Parameter acquisition method based on Mask R-CNN network and electrocardiogram

Technical Field

The invention relates to the technical field of electrocardiograms, in particular to a parameter acquisition method based on a Mask R-CNN network and an electrocardiogram.

Background

An Electrocardiogram (ECG) is a time-series signal for acquiring heart activity, and since the ECG signal is data for indirectly acquiring heart activity, it is very easily interfered by various signals, and it is often necessary to ignore the interfering signal and then determine the waveform of the ECG wave.

Although the electrocardiographic detection is easily interfered by signals, the electrocardiographic detection has the advantages of no wound and low cost, so that the electrocardiographic detection becomes one of the most common detection means in clinic. The automatic parameter acquisition method of the electrocardiogram can realize the identification and classification of electrocardiogram signals, is an indispensable technical means for computer-aided electrocardiogram analysis, and is one of the research hotspots in the electrocardiogram field.
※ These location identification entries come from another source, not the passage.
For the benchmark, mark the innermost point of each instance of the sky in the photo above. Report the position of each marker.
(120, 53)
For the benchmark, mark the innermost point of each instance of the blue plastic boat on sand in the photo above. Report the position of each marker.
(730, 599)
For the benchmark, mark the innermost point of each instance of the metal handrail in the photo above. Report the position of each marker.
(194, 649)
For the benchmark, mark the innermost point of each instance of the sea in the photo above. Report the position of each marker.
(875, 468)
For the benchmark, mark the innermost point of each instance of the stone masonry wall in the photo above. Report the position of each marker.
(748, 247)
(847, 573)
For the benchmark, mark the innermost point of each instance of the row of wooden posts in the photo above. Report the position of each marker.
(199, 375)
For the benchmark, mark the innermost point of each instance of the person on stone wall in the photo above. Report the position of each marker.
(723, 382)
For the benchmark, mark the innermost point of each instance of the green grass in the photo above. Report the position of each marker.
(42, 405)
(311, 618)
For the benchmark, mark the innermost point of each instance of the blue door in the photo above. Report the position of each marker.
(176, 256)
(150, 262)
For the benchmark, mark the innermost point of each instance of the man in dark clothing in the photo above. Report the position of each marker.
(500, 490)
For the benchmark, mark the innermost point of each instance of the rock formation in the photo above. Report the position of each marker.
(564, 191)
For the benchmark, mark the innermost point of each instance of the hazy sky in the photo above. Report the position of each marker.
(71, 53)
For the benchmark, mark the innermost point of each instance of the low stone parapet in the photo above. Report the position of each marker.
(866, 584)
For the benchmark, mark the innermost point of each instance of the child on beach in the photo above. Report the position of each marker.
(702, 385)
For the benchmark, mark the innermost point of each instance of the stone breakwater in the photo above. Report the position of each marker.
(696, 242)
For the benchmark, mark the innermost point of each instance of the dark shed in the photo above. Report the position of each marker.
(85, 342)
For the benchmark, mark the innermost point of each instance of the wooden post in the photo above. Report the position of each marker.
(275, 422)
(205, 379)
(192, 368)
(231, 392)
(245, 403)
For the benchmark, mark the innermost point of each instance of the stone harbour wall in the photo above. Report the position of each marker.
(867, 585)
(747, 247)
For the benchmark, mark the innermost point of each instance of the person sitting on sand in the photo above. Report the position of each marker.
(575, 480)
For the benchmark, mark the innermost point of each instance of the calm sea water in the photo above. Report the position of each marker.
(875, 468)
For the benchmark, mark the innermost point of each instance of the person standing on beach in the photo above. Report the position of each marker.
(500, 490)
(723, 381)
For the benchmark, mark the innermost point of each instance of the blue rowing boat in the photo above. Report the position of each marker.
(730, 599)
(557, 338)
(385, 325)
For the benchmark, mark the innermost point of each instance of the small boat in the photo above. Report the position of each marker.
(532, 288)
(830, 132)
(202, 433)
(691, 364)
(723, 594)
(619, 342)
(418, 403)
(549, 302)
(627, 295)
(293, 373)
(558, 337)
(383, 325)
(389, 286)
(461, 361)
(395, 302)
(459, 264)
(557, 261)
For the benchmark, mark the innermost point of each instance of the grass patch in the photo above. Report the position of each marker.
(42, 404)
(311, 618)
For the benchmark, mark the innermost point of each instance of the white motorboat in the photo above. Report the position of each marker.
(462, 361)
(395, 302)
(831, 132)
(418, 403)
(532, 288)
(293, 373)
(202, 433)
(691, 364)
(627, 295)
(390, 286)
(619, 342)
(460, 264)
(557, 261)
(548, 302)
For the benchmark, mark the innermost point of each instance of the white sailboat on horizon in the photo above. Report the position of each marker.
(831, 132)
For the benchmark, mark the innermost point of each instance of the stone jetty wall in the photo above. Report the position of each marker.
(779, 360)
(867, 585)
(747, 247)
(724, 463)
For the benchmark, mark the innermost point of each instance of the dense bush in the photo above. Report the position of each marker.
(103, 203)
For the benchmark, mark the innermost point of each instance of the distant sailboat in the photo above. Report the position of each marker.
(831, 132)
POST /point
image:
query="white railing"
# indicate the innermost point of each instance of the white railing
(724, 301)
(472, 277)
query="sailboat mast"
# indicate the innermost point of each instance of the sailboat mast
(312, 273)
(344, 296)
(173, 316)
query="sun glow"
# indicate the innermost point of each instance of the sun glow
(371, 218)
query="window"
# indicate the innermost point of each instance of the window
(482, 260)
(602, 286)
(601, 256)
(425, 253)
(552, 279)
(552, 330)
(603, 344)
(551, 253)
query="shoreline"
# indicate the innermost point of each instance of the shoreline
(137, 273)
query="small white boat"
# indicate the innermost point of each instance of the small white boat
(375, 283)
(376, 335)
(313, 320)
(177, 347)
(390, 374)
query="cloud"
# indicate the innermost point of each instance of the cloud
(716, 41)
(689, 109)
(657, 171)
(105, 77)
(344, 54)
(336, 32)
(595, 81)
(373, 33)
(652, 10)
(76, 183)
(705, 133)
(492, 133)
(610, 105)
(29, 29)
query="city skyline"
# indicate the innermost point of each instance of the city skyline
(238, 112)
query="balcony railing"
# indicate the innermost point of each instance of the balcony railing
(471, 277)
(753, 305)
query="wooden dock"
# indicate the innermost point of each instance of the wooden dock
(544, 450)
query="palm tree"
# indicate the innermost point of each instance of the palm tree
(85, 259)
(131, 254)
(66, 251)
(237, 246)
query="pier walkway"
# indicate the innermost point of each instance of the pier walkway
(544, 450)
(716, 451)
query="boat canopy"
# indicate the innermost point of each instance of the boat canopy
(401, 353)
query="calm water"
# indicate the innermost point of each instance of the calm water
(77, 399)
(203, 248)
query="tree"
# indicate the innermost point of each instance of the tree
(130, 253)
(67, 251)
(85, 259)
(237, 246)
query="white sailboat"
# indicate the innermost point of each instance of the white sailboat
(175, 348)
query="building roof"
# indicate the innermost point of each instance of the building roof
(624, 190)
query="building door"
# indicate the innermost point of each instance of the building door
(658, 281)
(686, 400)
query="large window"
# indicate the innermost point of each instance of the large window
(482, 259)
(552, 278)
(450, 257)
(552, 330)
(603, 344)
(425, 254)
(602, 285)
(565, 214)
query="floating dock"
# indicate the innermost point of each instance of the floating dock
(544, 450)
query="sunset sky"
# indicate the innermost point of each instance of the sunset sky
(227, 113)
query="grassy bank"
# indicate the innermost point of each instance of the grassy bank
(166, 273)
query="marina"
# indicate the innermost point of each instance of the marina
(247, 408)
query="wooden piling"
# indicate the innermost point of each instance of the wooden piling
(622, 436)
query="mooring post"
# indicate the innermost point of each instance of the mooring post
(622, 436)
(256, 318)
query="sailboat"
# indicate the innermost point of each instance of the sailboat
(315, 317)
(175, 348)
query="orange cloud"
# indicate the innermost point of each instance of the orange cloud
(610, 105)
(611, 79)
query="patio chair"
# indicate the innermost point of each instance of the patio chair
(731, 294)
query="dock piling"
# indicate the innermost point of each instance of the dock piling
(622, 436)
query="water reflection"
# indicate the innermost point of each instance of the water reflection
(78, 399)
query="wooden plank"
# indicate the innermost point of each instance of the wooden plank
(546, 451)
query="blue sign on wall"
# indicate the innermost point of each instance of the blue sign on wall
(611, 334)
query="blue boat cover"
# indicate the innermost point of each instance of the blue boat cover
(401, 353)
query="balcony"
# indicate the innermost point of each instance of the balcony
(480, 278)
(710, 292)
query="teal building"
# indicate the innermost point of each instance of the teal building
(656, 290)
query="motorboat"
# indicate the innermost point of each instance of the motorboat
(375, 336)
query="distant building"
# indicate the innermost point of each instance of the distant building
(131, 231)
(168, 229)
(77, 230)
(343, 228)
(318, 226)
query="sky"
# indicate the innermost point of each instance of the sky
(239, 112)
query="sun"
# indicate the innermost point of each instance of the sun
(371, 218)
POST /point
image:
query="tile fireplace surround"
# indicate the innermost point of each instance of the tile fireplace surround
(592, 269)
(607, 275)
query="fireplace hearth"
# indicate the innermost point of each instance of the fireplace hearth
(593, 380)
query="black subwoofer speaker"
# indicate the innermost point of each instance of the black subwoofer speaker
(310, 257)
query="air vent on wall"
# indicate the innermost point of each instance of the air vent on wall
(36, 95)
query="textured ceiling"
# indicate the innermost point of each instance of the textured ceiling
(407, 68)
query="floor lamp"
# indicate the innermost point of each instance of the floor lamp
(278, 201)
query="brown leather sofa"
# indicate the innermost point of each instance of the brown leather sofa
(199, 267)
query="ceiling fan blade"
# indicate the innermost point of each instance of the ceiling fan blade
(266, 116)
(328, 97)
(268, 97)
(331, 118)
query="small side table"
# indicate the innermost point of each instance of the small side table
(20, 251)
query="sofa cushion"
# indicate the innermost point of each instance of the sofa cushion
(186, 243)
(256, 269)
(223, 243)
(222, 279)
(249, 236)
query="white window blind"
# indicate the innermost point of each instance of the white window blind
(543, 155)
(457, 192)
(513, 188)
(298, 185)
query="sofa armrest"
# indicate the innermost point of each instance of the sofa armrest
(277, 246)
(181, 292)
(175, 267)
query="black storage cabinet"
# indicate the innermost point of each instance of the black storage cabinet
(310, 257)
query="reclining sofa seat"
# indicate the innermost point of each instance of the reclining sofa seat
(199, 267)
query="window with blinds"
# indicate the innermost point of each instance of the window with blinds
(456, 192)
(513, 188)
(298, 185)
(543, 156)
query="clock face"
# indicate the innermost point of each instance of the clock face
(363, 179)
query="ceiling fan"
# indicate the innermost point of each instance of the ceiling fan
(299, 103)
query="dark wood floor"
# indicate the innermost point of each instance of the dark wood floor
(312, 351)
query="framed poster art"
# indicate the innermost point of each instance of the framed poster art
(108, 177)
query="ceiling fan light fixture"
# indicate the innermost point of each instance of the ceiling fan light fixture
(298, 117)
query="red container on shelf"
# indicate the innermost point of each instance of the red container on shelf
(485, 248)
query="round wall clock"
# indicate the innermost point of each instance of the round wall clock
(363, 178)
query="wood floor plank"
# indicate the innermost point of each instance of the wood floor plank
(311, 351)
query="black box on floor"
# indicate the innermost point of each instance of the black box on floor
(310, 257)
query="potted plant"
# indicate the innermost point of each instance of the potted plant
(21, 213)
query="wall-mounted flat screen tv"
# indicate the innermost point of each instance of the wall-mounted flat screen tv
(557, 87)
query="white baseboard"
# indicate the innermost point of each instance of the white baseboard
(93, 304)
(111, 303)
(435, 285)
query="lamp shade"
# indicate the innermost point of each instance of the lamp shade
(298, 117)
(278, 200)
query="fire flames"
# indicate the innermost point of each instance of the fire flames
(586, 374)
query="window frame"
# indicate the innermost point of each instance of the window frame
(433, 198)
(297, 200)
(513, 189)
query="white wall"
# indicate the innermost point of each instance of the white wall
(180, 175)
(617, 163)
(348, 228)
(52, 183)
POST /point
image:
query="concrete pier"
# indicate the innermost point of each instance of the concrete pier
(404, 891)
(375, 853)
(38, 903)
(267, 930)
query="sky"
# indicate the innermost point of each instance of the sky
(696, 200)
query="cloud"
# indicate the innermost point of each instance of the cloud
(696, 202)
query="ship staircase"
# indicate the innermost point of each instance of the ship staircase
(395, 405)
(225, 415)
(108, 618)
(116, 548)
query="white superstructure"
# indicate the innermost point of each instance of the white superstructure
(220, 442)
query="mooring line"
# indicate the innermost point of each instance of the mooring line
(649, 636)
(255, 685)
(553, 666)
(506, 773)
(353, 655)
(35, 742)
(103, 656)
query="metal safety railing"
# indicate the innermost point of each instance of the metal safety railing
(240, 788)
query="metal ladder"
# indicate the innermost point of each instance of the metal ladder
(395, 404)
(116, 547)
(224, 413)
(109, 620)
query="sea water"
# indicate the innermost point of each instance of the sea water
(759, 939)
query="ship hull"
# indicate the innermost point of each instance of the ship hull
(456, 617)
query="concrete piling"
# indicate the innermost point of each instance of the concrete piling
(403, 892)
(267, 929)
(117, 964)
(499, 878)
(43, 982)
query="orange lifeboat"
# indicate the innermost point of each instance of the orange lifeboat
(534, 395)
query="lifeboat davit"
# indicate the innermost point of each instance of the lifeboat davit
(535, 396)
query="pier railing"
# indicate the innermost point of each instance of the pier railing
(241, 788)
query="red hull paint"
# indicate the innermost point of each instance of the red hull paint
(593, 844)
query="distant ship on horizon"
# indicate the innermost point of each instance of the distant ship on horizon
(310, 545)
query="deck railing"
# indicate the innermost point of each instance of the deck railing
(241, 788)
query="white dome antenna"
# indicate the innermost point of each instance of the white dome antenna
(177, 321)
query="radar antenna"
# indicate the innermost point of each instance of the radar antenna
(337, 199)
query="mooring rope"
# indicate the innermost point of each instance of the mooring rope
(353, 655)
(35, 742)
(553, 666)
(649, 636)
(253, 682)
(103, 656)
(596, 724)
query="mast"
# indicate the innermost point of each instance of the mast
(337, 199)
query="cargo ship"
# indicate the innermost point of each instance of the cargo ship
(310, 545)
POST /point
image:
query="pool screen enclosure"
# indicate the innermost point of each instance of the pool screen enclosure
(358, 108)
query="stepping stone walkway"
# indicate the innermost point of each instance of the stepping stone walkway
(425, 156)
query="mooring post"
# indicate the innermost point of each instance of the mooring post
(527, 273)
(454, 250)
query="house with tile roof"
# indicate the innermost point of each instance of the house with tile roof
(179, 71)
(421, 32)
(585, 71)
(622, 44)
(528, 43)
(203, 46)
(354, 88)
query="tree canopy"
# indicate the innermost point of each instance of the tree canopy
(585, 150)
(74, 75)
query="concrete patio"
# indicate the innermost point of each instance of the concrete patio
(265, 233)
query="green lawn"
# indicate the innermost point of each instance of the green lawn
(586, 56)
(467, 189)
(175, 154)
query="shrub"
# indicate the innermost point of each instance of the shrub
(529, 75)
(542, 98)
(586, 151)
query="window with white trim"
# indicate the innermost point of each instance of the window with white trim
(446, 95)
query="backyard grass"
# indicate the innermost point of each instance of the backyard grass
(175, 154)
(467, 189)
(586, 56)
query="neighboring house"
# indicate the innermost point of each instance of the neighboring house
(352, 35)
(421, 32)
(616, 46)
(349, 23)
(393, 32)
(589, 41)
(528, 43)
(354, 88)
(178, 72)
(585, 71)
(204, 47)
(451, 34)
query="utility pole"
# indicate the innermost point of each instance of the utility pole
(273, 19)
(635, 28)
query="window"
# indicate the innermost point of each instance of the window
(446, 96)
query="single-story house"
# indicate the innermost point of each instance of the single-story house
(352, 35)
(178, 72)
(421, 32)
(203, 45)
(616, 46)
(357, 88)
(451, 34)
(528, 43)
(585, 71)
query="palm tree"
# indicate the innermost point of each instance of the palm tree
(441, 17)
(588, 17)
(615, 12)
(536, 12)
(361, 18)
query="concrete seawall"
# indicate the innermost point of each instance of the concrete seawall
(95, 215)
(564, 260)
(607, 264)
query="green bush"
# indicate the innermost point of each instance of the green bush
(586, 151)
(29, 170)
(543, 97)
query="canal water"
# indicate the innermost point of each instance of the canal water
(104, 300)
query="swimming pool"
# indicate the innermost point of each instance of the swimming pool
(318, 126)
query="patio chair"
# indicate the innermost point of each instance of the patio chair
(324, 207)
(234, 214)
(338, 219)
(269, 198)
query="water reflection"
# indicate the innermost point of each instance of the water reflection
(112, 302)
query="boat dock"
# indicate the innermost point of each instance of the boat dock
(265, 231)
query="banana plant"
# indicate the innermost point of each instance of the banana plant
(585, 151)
Current ECG automated parameter acquisition can be categorized into two types: the first is a traditional parameter acquisition method based on mathematical and physical characteristics. Common mathematical features may be wavelet features, various higher order statistical indicators, power spectra, etc. The ECG parameter acquisition method is carried out by combining the characteristic quantities with time domain characteristic indexes and some traditional analysis methods, such as principal component analysis, independent principal component analysis and the like. The conventional classification parameter acquisition methods firstly overcome the influence of an ECG interference signal, have poor adaptability to a noise signal, and have no direct mapping relationship between the characteristic quantity of the mathematical and physical characteristics and the abnormal characteristics of the ECG signal, so that the mathematical and physical characteristics cannot sufficiently dig out the abnormal characteristics of the ECG. Conventional time series parameter acquisition methods are highly dependent on the extracted features, but it is difficult to extract correct and critical information in capturing the intrinsic properties of time series data. Therefore, the method has complicated steps and poor practicability.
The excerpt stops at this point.